LAWS(PVC)-1929-11-171

RAM KARAN SINGH Vs. SHIV HARAKH SINGH

Decided On November 27, 1929
RAM KARAN SINGH Appellant
V/S
SHIV HARAKH SINGH Respondents

JUDGEMENT

(1.) The plaintiffs brought the usual case for possession of property transferred by their father on the allegation that the transfer was made without legal necessity. The two subordinate Courts held that out of the consideration of Rs. 300, there was legal necessity for Rs. 100 which was paid towards an antecedent debt, that Rs. 50 was not paid and that no legal necessity was proved for the sum of Rs. 150. The argument here was that as to Rs. 150, the lower appellate Court had accepted the position of the defendant appellant that that sum was borrowed for the purchase of bullocks and that the Court held this sum to be paid without legal necessity, simply because there was no recital in the sale-deed. Such, however, is not the position. The lower appellate Court said that the bullocks were purchased prior to the sale and there was no proof that the money was borrowed for the purchase of those bullocks. The finding, therefore, of the lower appellate Court is not vitiated by wrong reasoning.

(2.) The second argument referred naturally to the Privy Council decisions, disagreeing with the view of this Court that where legal necessity was not proved for the entire sum borrowed, the property should be returned to the son on payment of the sum for which legal necessity was proved. The question according to the decision of the Privy Council would be whether the sale was necessary for legal necessity. The argument of the respondents was that here, there was not one block of property which could not be sold separately, but there were three plots out of which one or two plots of one-third of the area could have been sold for Rs. 100. This argument appears to be sound. The question, is, therefore, whether the father was put to the necessity of selling any of the properties in suit. There are three plots, one No. 669 double the size of the two together Nos. 721 and 729, and as the plots are separate, there is no reason to believe that the father could not have sold No. 721 and portion of 729 to satisfy the need of Rs. 100. Under the circumstances the appeal cannot succeed for plot 669.

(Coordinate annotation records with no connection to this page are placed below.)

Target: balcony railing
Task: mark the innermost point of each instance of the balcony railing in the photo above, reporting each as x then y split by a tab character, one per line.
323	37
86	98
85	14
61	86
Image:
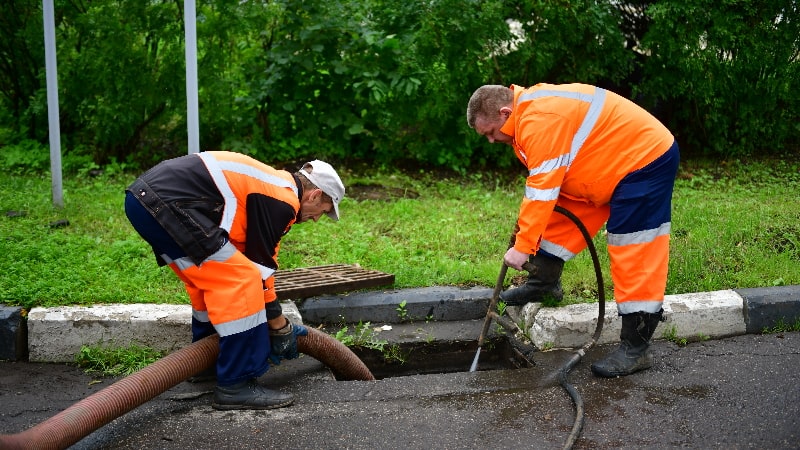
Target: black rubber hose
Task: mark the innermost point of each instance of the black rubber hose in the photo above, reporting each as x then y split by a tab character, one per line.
81	419
573	393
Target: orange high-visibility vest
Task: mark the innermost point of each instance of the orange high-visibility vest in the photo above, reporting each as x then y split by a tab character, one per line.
577	141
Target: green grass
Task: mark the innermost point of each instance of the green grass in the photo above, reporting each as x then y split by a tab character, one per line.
734	226
115	361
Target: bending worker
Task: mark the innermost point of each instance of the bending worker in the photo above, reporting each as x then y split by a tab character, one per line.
606	160
217	218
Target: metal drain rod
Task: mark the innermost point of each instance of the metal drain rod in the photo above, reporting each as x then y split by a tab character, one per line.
573	361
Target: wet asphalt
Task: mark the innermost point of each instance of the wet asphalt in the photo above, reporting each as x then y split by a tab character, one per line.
741	392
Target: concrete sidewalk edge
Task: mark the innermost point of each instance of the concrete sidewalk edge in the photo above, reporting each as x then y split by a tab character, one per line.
56	334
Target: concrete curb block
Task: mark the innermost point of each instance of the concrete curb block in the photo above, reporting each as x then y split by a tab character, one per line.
57	334
708	314
434	303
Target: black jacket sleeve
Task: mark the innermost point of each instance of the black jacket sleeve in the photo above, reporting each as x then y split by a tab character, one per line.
268	219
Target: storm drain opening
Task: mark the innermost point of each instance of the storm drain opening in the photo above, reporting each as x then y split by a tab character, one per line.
429	358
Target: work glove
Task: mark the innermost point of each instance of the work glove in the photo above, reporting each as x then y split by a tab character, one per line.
284	342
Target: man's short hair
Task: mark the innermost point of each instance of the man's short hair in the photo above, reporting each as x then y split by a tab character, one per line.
486	101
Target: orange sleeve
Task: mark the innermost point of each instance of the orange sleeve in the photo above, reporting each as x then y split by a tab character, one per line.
545	139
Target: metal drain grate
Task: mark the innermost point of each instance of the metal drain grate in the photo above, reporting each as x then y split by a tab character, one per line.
330	279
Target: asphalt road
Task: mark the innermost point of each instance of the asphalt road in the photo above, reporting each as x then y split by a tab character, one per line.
735	393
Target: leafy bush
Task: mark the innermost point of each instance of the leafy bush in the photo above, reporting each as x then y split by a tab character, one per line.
725	75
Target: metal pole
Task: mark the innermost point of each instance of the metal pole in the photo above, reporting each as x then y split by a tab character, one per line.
52	102
192	120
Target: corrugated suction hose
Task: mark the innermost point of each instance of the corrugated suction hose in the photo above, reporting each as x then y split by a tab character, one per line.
100	408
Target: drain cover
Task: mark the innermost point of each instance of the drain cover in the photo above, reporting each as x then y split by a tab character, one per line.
330	279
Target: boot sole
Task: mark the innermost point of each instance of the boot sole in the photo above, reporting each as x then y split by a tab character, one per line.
224	407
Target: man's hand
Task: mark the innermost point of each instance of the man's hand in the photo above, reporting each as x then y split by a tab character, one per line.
515	258
283	342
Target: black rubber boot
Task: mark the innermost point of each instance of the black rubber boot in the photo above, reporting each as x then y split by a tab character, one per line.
544	283
249	395
633	353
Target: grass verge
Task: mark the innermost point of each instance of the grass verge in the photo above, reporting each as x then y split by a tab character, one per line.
734	225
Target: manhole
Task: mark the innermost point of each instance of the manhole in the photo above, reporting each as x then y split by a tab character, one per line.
330	279
404	359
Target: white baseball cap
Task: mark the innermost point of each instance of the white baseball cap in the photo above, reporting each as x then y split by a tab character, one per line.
325	177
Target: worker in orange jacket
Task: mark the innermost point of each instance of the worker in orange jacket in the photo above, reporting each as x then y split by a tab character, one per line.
217	218
606	160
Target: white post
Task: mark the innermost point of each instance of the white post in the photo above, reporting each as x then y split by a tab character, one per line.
52	102
192	119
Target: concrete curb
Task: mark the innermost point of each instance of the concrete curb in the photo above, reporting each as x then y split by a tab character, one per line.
56	334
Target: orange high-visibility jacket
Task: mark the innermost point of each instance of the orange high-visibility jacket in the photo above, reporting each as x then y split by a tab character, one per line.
576	141
207	198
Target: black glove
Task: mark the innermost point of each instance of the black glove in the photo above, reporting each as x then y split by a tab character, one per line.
284	342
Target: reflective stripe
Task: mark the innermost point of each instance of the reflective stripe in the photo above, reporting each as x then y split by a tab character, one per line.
200	316
595	108
543	195
224	253
266	272
243	324
549	165
556	250
596	102
216	168
639	237
252	172
649	306
229	209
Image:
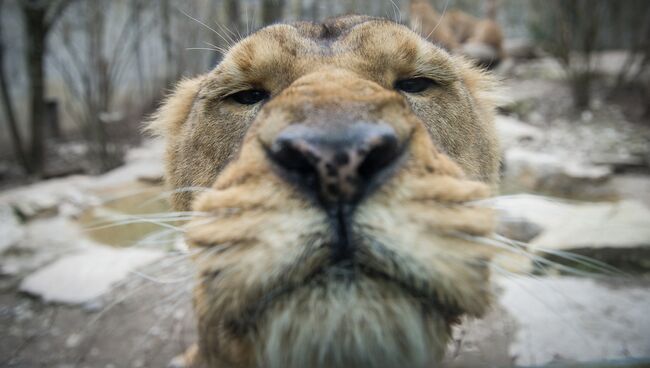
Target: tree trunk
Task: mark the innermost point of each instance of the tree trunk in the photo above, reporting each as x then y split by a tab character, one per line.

(3.) The final argument was that the sons had ratified the sale by something which they said in their written statement in a previous suit. I am not prepared to consider this argument when no certified copy of that written statement is produced. I do not know exactly what position they took up whether to resist possession in a suit under Sec. 9, Specific Relief Act, they, had stated that they could hold possession as exproprietary tenants or whether they had stated that from the time of the sale they were exproprietary tenants and should not be ejected. Much would depend on the exact terms of the written statement, and that paper not being before me, I refuse to consider the point of ratification.